Les multiples passions de Francis Crépin trouvent toujours leur source à Saint-Quentin. Pourquoi court-il les églises de France à la recherche d’arbres de Jessé, la représentation biblique de la généalogie du Christ ?
Parce que notre basilique, à gauche de sa petite entrée, en expose un magnifique exemplaire. Cette passion, comme les autres, se vivent à deux : « Jamais sans ma femme ! Elle est ma complice artistique. » Ici ou ailleurs, Claire est avec lui, même quand une autre femme le séduit : Judith, dans le grand tableau du musée Antoine-Lécuyer, inspiré à nouveau par un motif vétérotestamentaire, la décapitation d’Holopherne. Et c’est reparti, le couple prospecte les lieux de culte et il arrive que l’épouse devance le mari : « Je t’ai trouvé une Judith ! »
Ce défenseur du patrimoine ne s’intéresse pas qu’au lointain passé : l’histoire moderne le concerne. Il y a les vieilles pierres mais aussi les hommes. Dans les années 90, Francis Crépin constitue l’association de sauvegarde du patrimoine industriel dans l’objectif de conserver l’usine Sidoux, un joyau architectural, rue Camille-Desmoulins. C’est alors la mémoire ouvrière et la culture technique qui le mobilisent. Francis réalise un film, monte des expositions, se bat pendant dix ans, en vain : tout sera détruit. Il en a gardé cette certitude : « Le patrimoine historique, c’est tout autant les flèches des cathédrales que les cheminées d’usine. »
D’où lui vient cette boumilie d’activités ? C’est de famille : « Mon père Victor, instituteur et secrétaire de mairie, s’occupait de tout dans le village : les déclarations d’impôts, l’organisation des spectacles, l’équipe de basket… Arrivé à Saint-Quentin, il projetait des films pour les écoles au cinéma L’Olympia et à l’Ecole industrielle (aujourd’hui INSSET) ». Francis Crépin a eu le goût des responsabilités très jeune : au lycée Henri-Martin, il est délégué de classe, puis représentant des élèves au conseil d’administration.

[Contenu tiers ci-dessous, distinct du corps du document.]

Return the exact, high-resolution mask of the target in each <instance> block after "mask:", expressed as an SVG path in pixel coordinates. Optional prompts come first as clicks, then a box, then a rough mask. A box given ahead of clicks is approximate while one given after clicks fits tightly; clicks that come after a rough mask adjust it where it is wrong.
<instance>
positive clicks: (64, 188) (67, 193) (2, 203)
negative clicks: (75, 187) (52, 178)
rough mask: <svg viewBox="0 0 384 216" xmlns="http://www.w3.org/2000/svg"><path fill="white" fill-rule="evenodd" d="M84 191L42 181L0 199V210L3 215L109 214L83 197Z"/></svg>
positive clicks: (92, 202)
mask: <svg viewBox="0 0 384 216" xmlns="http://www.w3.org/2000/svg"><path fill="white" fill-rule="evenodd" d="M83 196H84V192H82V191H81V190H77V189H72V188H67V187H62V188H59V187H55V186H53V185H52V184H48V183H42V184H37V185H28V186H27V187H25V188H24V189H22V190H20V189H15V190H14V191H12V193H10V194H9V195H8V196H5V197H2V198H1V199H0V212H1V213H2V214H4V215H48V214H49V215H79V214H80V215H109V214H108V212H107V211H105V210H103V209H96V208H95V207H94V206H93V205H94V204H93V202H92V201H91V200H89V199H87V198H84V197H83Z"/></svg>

Il n’est pas en reste dans sa vie de citoyen : marqué à gauche par son grand-père, militant laïque et socialiste, il n’hésite pas à descendre dans la rue pour soutenir les migrants ou protester contre l’extrême droite. Mais pas au point de s’engager dans un parti ou se présenter à des élections : « Je ne suis pas un militant ; être élu, c’est trop d’obligation. D’ailleurs, on ne m’a jamais sollicité. »
La passion chez Francis Crépin, c’est enfin son métier, sans grand rapport pourtant avec la musique et l’histoire : professeur de mathémathiques en collège. Il s’est toujours tenu à une présentation concrète et ludique d’une matière qui passe pour rébarbative. Cette science est aussi une morale qui nous apprend la rigueur, l’exactitude : ne rien affirmer qui ne puisse être démontré. Il en tire même une esthétique : la beauté des figures géométriques. Dans ces années 70, les établissements manquent d’enseignants et de locaux : dans des préfabriqués, Francis Crépin a à peu près tout enseigné, la technologie, la musique, la physique-chimie, les travaux manuels, le sport et le latin ! Au collège d’Harly, il propose à ses élèves deux ateliers, cinéma et théâtre, où il leur fait jouer des pièces dans la langue de Virgile. Douze ans après avoir quitté l’Education nationale, il le reconnaît sans fausse modestie : « Je n’ai pas été un mauvais prof. »
En traversant la grande place, si vous entendez carillonner en dehors des heures habituelles, arrêtez-vous et prêtez l’oreille. A la fin, une silhouette près de la statue du chien, en haut de l’hôtel de ville, viendra vous saluer d’un geste de la main : c’est lui, c’est Francis Crépin.